Maybe it’ll help you out?
Previously on Locally Sourced: does anybody read this part? Hi, it’s Noel, how are you? Last time, I wrote about pair programming, and there were a couple of discussions on Twitter (where you can follow me @noelrap) that came down to what would make you choose to have your team do pair programming or how you would evaluate it. I thought it was worth a follow-up…
After I posted about pair programming, a discussion I had on Twitter made me think about how I evaluate processes and tools, and how I think about team performance.
This is much, much more structured than I actually am in practice – just the act of writing this down makes me seem way more systematic than I really am. And I probably left something out. But it’s broadly the way I approach technical change on my teams. For the purpose of making this more concrete, I’ll follow this discussion of two specific changes. One is an actual decision to use Stimulus over React in a previous project, and the other is a more hypothetical decision to do more pair programming on a new team.
In general, any decision I make about how a team runs falls back to the following three things.
- You get what you measure, but you may get it in the worst way possible. This goes doubly true if you make a big deal out of the measurement, because so many coding metrics can be easily gamed. Pick a few different things, don’t obsess over any single one of them. I mentioned in a previous essay which metrics I’d pick.
- All else being equal, it’s better to have too little process than too much process. You can always make up for too little process as needed, while time spent on too much process is gone forever.
- All else being equal, pick the side that makes the developers more satisfied. You can take this one too far, but erring on the side of the people doing the work is a decent place to start.
Questions to ask
When looking at a new tool or new process, here are some of the things I think about.
What problem are we trying to solve? Is it the most important problem the team has?
This may be the question I ask in these kinds of meetings more than any other. Being specific about the problem helps.
For the Stimulus choice, we had a new team, a set of requirements that included a complex form with lots of client-side behavior, and we were looking for a tool to implement them.
Adding pairing could be a potential solution to a lot of problems, is it to improve communication? Productivity? Code review? To allow onboarding of new team members? Any of those are plausible, but you’d evaluate them differently. For the sake of argument, let’s say we are trying to improve code quality, and therefore long-term productivity.
How does this tool or process solve our problem? Do existing users of the tool or process have similar problems? Do those users have similar scale?
A real thing to watch out for is picking up a tool that is being used by teams with different problems. A rule of thumb is if the tool is primarily being advanced by teams that are an order of magnitude bigger than yours, there’s a really good chance its not for you. Big teams have way more process needs than small teams due to the exponential increase in communication paths. Using big team process on a small team leads to over-process or over-engineering.
In the React/Stimulus case, both tools would solve our technical problem. React seemed to be pitched to more of a Single Page App, which we didn’t want, whereas Stimulus seemed to be targeted more at the kind of app we were building. It turned out that our app was more complicated than we originally thought, but not so much more complicated that I wished we had done a single page app.
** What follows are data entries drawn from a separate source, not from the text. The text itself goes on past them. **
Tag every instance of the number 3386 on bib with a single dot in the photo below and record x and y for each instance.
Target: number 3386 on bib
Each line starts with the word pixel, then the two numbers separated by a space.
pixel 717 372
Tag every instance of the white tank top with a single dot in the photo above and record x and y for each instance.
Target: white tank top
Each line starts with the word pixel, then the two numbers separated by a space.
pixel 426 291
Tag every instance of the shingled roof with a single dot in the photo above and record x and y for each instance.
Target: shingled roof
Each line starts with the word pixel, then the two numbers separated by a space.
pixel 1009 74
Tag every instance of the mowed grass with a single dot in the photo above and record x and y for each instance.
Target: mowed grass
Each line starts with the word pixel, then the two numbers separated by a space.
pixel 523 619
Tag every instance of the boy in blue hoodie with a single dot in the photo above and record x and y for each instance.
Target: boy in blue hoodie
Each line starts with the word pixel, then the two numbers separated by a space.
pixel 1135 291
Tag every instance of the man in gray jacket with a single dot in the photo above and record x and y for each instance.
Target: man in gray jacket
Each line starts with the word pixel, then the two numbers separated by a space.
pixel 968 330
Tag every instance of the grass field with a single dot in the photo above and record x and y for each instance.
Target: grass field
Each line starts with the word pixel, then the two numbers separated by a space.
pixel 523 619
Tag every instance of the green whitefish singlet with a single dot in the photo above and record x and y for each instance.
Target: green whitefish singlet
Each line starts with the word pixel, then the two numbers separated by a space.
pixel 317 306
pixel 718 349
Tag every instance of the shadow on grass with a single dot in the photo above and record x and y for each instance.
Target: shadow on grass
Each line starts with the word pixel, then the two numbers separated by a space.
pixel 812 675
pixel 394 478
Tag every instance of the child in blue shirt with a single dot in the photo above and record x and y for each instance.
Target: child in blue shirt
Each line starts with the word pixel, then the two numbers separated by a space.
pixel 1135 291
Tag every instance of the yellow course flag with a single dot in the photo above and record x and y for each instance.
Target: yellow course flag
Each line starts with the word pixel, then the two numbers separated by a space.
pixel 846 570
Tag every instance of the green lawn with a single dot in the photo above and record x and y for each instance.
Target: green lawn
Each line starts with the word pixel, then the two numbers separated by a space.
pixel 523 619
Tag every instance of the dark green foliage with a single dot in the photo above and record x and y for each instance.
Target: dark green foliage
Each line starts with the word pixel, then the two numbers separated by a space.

For pair programming, there are teams that do use pair programming heavily to manage code quality, but there aren’t a lot of them. The size of those teams is roughly consistent with the size of our team, pairing basically passes this question.
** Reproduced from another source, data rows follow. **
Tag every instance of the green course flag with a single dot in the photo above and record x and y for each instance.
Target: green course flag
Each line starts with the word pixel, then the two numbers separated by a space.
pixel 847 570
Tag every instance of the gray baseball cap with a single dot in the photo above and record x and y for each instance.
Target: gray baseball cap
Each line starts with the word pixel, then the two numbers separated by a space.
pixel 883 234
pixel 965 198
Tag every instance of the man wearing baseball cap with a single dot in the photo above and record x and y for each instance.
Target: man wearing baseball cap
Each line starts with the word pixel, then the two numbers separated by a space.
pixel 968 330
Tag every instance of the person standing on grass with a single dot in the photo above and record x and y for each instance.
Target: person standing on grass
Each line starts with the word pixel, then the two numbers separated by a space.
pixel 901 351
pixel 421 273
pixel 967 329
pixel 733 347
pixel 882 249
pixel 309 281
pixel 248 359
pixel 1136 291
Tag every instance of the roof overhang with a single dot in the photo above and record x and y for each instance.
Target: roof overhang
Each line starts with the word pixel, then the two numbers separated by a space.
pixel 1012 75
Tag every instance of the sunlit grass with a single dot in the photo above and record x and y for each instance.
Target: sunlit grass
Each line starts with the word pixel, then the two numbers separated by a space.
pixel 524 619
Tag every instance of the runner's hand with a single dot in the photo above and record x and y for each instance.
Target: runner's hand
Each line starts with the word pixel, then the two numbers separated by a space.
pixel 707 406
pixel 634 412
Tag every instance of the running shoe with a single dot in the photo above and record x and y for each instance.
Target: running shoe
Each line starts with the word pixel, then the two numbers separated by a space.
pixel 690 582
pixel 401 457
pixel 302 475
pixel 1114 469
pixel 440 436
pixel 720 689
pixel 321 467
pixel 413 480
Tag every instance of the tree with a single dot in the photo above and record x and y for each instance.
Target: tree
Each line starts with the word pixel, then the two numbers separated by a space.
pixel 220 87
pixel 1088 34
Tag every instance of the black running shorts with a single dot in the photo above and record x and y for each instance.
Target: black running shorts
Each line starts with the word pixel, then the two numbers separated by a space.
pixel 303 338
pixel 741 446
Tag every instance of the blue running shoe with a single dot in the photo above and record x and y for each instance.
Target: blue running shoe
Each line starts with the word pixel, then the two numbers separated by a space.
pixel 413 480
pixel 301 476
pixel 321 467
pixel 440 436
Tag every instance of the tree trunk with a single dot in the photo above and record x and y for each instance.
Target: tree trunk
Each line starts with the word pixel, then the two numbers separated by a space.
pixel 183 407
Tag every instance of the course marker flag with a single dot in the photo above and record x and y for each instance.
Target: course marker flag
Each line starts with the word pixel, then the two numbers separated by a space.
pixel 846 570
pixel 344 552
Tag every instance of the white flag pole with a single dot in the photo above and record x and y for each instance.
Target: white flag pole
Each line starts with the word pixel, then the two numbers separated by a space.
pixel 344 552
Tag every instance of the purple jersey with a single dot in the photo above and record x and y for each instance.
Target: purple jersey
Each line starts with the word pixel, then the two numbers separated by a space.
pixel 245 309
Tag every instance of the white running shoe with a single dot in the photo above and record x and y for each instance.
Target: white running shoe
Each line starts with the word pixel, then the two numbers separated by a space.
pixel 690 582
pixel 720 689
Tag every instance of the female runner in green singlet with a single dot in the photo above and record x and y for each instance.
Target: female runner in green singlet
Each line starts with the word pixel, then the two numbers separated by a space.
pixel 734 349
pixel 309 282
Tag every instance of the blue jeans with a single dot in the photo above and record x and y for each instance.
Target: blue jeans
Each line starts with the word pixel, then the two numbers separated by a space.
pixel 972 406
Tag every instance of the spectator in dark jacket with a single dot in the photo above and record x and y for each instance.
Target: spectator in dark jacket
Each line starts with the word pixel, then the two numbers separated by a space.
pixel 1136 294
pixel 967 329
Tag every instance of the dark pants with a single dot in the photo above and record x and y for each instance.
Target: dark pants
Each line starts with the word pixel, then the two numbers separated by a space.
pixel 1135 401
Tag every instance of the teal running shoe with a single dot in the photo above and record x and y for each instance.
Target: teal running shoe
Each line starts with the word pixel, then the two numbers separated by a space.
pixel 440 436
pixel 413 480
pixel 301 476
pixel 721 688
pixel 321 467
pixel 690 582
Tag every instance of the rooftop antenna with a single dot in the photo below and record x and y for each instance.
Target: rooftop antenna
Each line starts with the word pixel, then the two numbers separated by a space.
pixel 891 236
What are the costs of incorporating the thing? Who needs to buy in to it?
For costs, you should try and think of up-front costs to get started, plus medium-term costs as the project is active, plus long-term costs as the project continues.
For Stimulus/React, there’s the initial cost of learning the tool, since the team was not very familiar with either (much higher for React). The mid-term cost of dealing with the code, which we suspected was higher for React because we suspected the React code would be more complex. Long term costs might include finding future developers, which I considered kind of even, more of a chance of finding React devs, but Stimulus is easier to learn. Oh, and I had final sign off on the tool choice, so only the devs on the team needed to buy in. (I really, really wanted to try Elm, actually, but decided the short term cost of teaching it and the long term cost of maintaining it would outweigh any mid-term cost improvement from using it.)
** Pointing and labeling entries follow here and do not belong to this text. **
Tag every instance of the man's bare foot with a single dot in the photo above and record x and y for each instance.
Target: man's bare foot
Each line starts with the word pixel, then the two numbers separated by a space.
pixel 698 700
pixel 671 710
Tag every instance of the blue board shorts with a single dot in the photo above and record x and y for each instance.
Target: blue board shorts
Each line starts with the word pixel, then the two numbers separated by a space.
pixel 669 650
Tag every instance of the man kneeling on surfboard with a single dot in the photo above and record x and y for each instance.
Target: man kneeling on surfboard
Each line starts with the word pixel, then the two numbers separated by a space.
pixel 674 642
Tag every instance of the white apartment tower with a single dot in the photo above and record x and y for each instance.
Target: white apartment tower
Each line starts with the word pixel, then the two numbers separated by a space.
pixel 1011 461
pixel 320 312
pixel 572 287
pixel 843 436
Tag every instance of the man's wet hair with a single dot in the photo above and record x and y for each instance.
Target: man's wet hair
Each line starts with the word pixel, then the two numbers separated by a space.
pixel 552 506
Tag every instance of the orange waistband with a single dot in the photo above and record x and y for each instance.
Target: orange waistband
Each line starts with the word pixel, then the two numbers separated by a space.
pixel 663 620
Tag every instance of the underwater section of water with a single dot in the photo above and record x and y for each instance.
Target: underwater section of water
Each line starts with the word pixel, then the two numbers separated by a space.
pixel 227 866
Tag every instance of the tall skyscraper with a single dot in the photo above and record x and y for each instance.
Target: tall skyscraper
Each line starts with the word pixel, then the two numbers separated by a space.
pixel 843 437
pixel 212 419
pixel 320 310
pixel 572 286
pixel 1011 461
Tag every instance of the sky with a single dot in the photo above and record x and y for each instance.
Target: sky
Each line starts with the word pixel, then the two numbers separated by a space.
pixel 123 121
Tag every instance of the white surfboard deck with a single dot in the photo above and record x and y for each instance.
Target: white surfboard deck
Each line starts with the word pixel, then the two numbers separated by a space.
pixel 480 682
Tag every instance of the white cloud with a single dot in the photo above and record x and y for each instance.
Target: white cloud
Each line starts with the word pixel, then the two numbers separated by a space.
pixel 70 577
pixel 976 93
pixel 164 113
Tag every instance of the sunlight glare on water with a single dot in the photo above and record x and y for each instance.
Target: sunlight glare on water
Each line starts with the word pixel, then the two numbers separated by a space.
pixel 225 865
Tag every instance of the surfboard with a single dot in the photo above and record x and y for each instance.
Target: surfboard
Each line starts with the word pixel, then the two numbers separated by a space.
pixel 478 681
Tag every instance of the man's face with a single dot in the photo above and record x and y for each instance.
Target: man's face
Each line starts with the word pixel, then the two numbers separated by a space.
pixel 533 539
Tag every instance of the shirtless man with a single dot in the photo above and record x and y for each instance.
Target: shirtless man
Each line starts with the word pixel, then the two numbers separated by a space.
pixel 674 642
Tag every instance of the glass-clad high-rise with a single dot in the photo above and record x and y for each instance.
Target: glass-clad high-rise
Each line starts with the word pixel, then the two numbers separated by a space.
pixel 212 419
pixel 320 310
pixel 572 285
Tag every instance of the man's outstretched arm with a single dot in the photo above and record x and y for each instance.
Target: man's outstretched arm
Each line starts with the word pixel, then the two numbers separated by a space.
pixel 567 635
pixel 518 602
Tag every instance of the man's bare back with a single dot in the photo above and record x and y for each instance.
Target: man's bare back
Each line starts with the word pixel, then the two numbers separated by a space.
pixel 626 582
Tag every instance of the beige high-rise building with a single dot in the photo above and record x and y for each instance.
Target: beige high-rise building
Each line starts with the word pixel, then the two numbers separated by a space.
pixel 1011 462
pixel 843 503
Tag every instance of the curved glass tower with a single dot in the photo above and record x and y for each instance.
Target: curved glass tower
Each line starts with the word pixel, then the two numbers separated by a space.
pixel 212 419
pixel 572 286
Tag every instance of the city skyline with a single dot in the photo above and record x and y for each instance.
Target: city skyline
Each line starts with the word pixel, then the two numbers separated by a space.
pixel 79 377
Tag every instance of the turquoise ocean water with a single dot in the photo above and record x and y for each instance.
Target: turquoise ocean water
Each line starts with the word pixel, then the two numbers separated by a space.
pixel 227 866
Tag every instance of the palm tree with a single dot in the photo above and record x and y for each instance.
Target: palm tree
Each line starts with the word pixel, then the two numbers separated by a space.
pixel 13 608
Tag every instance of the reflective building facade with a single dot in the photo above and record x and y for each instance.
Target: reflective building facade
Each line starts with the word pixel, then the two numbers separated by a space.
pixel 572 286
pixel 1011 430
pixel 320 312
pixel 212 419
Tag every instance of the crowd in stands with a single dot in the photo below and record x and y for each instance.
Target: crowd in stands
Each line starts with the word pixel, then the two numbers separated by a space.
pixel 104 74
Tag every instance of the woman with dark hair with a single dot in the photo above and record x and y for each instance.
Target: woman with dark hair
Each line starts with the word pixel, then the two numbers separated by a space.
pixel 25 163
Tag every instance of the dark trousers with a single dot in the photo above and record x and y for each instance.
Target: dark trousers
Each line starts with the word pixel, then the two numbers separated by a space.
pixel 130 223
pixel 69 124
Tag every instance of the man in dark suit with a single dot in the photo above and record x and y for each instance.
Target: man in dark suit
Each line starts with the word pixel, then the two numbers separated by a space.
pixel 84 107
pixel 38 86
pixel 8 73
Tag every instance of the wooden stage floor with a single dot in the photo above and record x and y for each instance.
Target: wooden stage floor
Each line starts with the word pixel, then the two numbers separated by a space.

For pair programming, it appears at first that there’s no start-up cost. But I think there are mid-term costs. There’s going to be some adjustment to the new way of working, some negotiation of exactly what gets paired on and what doesn’t. I’d almost certainly want to do some training on effective pair programming. And, of course, there’s the potential cost of limiting the amount of parallel things that the team could work on at a time. Buy in needs to be not just the team, but typically some management needs to sign off on the adjustment. Enough cost to make me think twice, not enough to turn me away at this point.
What happens if the solution doesn’t work? How will I know if it isn’t working? What can I do to mitigate the risk of it not working?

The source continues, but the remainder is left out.